I wanted to understand fisher exact test better, so I devised up the following toy example, where f and m corresponds to male and female, and n and y corresponds to "soda consumption" like this:
> soda_gender
f m
n 0 5
y 5 0
Obviously, this is a drastic simplification, but I didn't want the context to get in the way. Here I just assumed that males don't drink soda and females drink soda, and wanted to see if the statistical procedures come to the same conclusion.
When I run the fisher exact test in R, I get the following results:
> fisher.test(soda_gender)
Fisher's Exact Test for Count Data
data: soda_gender
p-value = 0.007937
alternative hypothesis: true odds ratio is not equal to 1
95 percent confidence interval:
0.0000000 0.4353226
sample estimates:
odds ratio
0
Here, since p-value is 0.007937, we would conclude that gender and soda consumption are associated.

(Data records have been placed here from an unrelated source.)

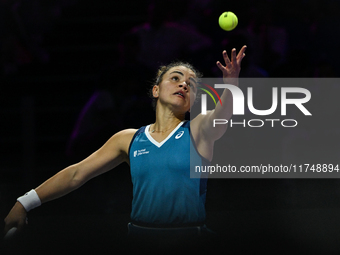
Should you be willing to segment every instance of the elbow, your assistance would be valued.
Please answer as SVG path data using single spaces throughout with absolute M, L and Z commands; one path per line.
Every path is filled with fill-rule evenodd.
M 72 190 L 81 187 L 85 182 L 86 178 L 81 174 L 79 164 L 73 165 L 70 173 L 70 186 Z

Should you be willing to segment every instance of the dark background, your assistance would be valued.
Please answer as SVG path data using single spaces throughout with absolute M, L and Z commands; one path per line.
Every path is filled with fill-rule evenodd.
M 217 23 L 224 11 L 239 18 L 231 32 Z M 85 158 L 118 130 L 152 123 L 147 92 L 169 57 L 215 77 L 222 50 L 246 44 L 241 77 L 338 77 L 338 11 L 331 0 L 0 1 L 1 218 L 18 196 Z M 155 46 L 143 52 L 145 45 Z M 158 60 L 150 64 L 145 54 Z M 330 95 L 318 102 L 332 106 Z M 336 135 L 337 126 L 332 128 Z M 308 160 L 303 151 L 315 136 L 306 124 L 295 137 L 300 147 L 292 146 L 289 156 Z M 271 155 L 266 145 L 272 138 L 253 139 L 248 150 L 269 148 L 258 156 Z M 233 153 L 239 156 L 242 147 Z M 338 253 L 338 184 L 212 179 L 207 225 L 230 253 Z M 1 248 L 8 254 L 124 253 L 131 189 L 129 169 L 121 165 L 30 212 L 19 241 Z

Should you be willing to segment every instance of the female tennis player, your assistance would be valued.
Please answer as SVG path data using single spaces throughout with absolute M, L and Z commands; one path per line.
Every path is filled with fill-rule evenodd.
M 225 82 L 232 80 L 237 85 L 245 50 L 243 46 L 237 54 L 233 49 L 231 58 L 223 51 L 225 65 L 216 64 Z M 70 193 L 123 162 L 130 165 L 133 183 L 128 225 L 131 236 L 164 235 L 167 239 L 179 234 L 204 233 L 206 179 L 190 178 L 190 151 L 195 152 L 193 157 L 199 164 L 212 160 L 214 142 L 227 129 L 227 125 L 213 127 L 212 120 L 230 119 L 233 100 L 225 89 L 221 95 L 223 106 L 218 103 L 206 115 L 185 121 L 185 114 L 196 98 L 199 76 L 186 63 L 162 67 L 152 87 L 155 123 L 114 134 L 83 161 L 66 167 L 19 197 L 5 218 L 5 233 L 13 227 L 20 231 L 31 209 Z

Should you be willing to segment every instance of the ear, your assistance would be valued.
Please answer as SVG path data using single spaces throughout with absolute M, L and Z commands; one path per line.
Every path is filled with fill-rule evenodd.
M 152 88 L 152 96 L 154 98 L 158 98 L 159 97 L 159 86 L 158 85 L 154 85 Z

I know that fisher-exact test is related to hypergeomteric distribution. So I wanted to get the similar results using that. In other words, you can view this problems as following : there are 10 balls, where 5 are labeled as "male", and 5 are labeled as "female", and you draw 5 balls randomly without replacement, and you see 0 male balls. What is the chance of this observation? To answer this question, I used the following command:
> phyper(q=0,m=5,n=5,k=5,lower.tail=TRUE)
[1] 0.003968254
My questions are: 1) How come the two results are different? 2) Is there anything incorrect or not rigorous in my reasoning above?